Bireysel özgürlükler diye talepler arttıkça toplumsal değerlerde bozulma-değişme olması kaçınılmazdır. Peki bu bireysel özgürlüğün bir sınırı yok mu? Tabi ki pratikte sınır “ötekinin” özgürlüğüdür ama teoride herkes “sınırsız” özgürlük istiyor. Fakat sınırsız özgürlük diye bir şey ne yazık ki yok. Bizim toplumun en büyük yarasından örnek vermek gerekirse: Başını açan da bireysel özgürlükten bahsediyor, kapatan da aynı bireysel özgürlükten bahsediyor. Fakat iş birbirleri hakkındaki görüşlerini beyan etmeye geldiğinde durum her zaman güllük gülistanlık olmuyor. Her iki dünya görüşü de ötekini kendisi için tehdit olarak görüyor. Tabi ki farklı düşünenler (yani her iki kesim içerisinden diğerinin görüşüne hak verenleri kastediyorum) bulunsa da istisna olmaktan öteye gidemiyorlar. İş bireysel özgürlüğe gelince her iki kesim de diğerini kısıtlamayı en derin bir yerlerinde istiyor. Misal, bireysel özgürlüğü mini etek ve rahat hareket olarak algılayanlarla dini saiklere göre giyinmek ve hareket etmek şeklinde algılayanlar her zaman için birbirlerinden rahatsız oluyorlar ve olacaklar. (bu arada burada tartışılan bireysel özgürlük olup medenilik değildir…yani medeniyet ölçüsünü etek boyuyla kıyaslamıyorum, lütfen öyle anlaşılmasın…zaten etek boyuyla medeni olma arasındaki ilişkiyi de anlamış değilim…medenilik eşittir özgürlük demeyin yoksa bir akşam ansızın gelebilirim). Madem her ikisinin de hareket noktası bireysel özgürlük niye birbirlerine tahammül edemiyorlar? İşte bu noktada bireysel özgürlük kavramını başımıza musallat edene sevgilerimi gönderiyorum. Bu paragrafı burada sonlandırıyorum yoksa tüm sayı buna gidecek.
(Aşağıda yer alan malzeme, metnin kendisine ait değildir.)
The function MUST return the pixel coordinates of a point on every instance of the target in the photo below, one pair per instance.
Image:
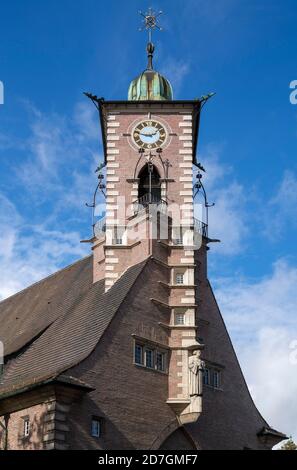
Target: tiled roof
(54, 337)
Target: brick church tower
(150, 144)
(126, 348)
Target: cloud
(281, 210)
(227, 218)
(29, 252)
(43, 232)
(175, 70)
(261, 318)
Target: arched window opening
(149, 189)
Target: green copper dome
(150, 84)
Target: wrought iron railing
(148, 199)
(99, 227)
(201, 227)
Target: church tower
(126, 348)
(150, 143)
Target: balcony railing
(99, 228)
(147, 200)
(201, 227)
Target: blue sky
(245, 51)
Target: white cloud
(175, 71)
(261, 317)
(281, 210)
(30, 252)
(227, 218)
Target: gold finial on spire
(150, 22)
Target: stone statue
(196, 368)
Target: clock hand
(146, 134)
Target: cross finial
(150, 22)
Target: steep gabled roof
(80, 317)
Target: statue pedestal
(192, 412)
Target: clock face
(149, 134)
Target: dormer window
(179, 278)
(26, 426)
(179, 318)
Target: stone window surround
(98, 420)
(214, 368)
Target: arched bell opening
(149, 187)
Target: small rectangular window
(138, 354)
(26, 427)
(96, 427)
(118, 236)
(216, 379)
(149, 358)
(179, 278)
(160, 361)
(206, 380)
(179, 319)
(177, 235)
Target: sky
(245, 52)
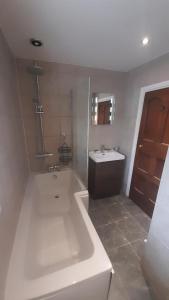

Uzun lafın kısası, bireysel özgürlük özü gereği nihai olarak toplumsal ayrışmayı içerisinde barındırmaktadır. Bu durum beraberinde yeni bir toplum modelini getirmektedir. Bireyler toplum içerisinde kendi başlarına birer ada haline gelir (çekirdek aile artık en küçük birim değildir) ve toplum bu bireylerin birbirleriyle olan zorunlu ilişkileriyle tanımlanır. Bu yeni model ister istemez eski toplumsal yaşantının gelenek ve göreneklerini, ahlakını dışlar. Tam bu noktada bireysel özgürlük kendi çözümünü kendi içerisinde barındırmaktadır. Daha önce toplum tarafından dayatılan gelenek ve görenekler, hatta “koruma” kisvesi altında burnumuza sokulan ahlaki değerler bireyler tarafından özgürce gönüllü olarak, bireysel özgürlük dahilinde sahiplenilirse hem kaybolmazlar-yitip gitmezler hem de doğal gelişim içerisinde toplumsal ihtiyaçlar ölçüsünde dönüşür-evrilirler.